He coincidido en el mismo vagón de metro con una escritora famosa. De esas que, se supone, viven de la literatura. Pero solo se supone.
Cara hinchada, imagino que por el sueño. Pelos tiesos que se resisten a la tiranía de un moño. Mirada perdida hacia el infinito de un cartel con las estaciones de la línea 1, que ha traído de vuelta desde su asiento para fijarse en la cubierta del libro que yo fingía leer mientras la espiaba parapetado en mis gafas de sol. ‘Extinciones‘ de Alfonso Fernández Burgos. Después me ha mirado de arriba a abajo sin cambiar la expresión de la cara. Un par de segundos y viaje al infinito otra vez.

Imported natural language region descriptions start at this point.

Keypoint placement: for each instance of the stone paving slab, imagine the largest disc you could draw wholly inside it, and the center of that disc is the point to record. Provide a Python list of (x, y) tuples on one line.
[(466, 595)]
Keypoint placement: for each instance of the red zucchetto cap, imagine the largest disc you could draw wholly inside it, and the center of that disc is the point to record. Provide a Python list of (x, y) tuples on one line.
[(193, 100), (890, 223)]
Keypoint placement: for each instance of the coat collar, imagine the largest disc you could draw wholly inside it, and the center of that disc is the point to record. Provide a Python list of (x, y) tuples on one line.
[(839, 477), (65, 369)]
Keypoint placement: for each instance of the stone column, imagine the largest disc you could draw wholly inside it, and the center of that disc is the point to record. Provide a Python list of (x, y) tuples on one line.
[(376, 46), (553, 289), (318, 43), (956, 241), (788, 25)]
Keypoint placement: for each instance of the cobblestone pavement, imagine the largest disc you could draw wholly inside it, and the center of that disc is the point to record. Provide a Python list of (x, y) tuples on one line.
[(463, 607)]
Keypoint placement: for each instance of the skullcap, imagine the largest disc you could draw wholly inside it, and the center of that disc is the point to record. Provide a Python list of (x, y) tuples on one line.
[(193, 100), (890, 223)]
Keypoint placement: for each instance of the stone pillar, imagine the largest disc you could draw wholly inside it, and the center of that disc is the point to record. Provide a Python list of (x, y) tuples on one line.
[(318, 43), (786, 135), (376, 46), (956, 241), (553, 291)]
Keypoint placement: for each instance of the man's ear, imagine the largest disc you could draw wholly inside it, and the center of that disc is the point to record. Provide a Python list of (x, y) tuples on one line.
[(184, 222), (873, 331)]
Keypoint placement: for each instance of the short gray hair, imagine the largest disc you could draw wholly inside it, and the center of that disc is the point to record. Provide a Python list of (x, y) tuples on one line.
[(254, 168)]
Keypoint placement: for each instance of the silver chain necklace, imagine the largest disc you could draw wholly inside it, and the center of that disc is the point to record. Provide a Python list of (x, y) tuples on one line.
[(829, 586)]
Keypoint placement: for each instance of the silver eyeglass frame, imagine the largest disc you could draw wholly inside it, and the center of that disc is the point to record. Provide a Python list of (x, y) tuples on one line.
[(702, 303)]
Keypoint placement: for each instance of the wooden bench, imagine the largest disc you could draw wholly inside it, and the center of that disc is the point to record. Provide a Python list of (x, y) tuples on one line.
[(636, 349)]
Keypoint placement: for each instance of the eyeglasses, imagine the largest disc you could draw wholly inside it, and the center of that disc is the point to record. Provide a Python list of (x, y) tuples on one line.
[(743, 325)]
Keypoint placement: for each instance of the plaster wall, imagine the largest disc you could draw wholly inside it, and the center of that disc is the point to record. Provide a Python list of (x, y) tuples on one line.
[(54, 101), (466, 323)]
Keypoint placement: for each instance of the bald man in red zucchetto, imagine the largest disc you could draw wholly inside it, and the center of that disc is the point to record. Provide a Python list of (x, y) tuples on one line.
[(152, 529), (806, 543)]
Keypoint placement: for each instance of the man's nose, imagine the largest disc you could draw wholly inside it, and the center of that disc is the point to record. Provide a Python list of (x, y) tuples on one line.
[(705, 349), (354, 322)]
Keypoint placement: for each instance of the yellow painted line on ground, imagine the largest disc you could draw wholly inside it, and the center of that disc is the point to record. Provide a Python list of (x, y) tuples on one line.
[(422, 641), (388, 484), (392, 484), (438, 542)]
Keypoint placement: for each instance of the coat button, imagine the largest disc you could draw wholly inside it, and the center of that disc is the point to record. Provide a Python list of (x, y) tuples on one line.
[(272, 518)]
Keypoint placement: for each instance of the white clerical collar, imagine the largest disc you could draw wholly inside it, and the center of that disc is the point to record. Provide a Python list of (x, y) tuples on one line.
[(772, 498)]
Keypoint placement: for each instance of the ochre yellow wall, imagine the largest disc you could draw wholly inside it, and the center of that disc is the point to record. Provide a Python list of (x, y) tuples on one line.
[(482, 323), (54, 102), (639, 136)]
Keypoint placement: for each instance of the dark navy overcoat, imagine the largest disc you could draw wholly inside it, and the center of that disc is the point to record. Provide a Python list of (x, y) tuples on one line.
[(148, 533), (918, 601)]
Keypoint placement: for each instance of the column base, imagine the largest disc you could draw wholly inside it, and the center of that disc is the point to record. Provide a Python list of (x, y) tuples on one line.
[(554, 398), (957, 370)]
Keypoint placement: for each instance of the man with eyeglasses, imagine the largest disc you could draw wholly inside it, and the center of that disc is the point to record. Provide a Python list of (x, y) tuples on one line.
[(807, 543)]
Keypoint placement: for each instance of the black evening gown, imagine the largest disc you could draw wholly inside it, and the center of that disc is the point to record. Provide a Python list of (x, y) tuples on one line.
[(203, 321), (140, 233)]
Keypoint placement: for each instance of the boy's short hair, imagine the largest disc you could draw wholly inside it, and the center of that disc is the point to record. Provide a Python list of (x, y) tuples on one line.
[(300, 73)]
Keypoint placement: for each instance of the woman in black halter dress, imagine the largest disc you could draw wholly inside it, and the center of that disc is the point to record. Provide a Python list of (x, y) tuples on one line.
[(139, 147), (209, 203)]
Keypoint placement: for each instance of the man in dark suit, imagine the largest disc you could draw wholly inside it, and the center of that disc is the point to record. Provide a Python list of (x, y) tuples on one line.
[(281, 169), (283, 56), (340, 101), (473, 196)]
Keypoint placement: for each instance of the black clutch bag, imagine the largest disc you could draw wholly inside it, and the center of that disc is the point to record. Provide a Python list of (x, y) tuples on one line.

Nos hemos bajado en la misma estación. Ella unos pasos por delante. Y al llegar a una intersección de pasillos se ha perdido leyendo carteles. Es difícil orientarse, saber hacia donde ir, cuando tus ojos solo ven el infinito. Ni izquierda, ni derecha. Solo infinito.
Dudé si cogerla del brazo y llevarla, sin perro lazarillo ni bastón, hasta la salida más cercana. Pero solo seguí mi camino, con pasos secos, Alfonso en la mano y Zahara en las orejas. Y la dejé atrás.